Impact on Machining of AISI H13 Steel Using Coated Carbide Tool under Vegetable Oil Minimum Quantity Lubrication

Abstract

Abstract In machining, final surface quality and dimensional accuracy are the most specified customer requirements. AISI H13 tool steel is used in many fields such as the automotive, aerospace, and defense fields. It is considered to be a hard-to-machine material because of its immense strength. Conventional machining has several negative effects for the environment and human health. It has failed to produce a superior performance on machining of H13 steel.

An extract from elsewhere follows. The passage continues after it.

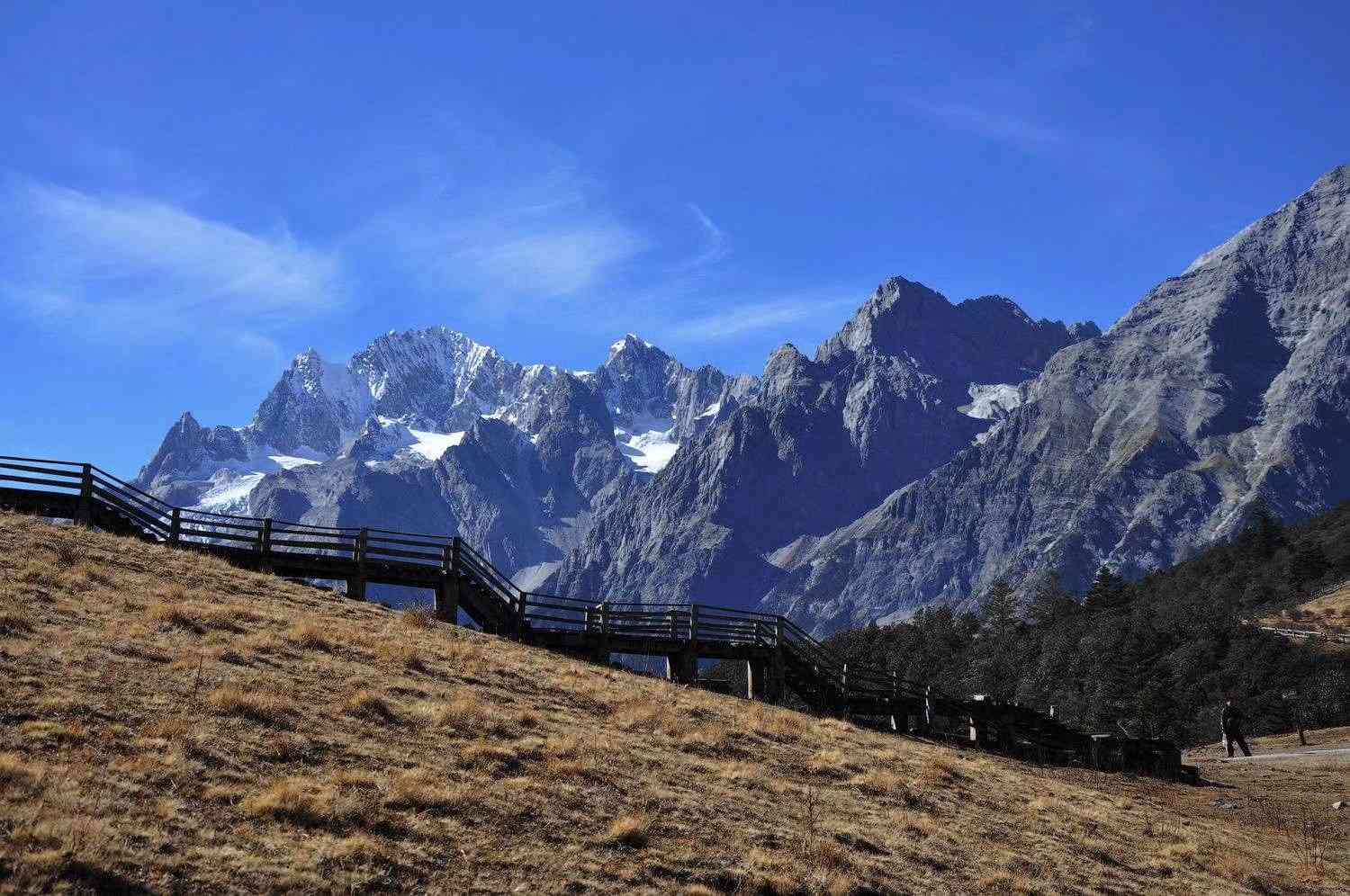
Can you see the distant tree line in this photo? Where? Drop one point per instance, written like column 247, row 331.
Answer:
column 1153, row 658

In this study, an eco-friendly minimum quantity lubrication technique is implemented by using a commercially available vegetable-based cutting fluid. An investigation was done on surface characteristics, chip morphology, and intensity of cutting temperature evolved during the machining of H13 steel. Further, wear on the tool of PVD-titanium-aluminum-nitrogen/titanium-nitrogen–coated carbide inserts used for milling was observed for the given input cutting speeds of 30, 45, 60, and 75 m/min and feed rates of 0.08, 1, and 1.2 mm/rev for the constant depth of cut of 1 mm. The results obtained from vegetable oil–based minimum quantity lubrication showed a reduction in the cutting temperature by 52–57 % and 38–45 % and the average surface roughness in the range of 53–64 % and 22–40 % compared to dry and wet machining.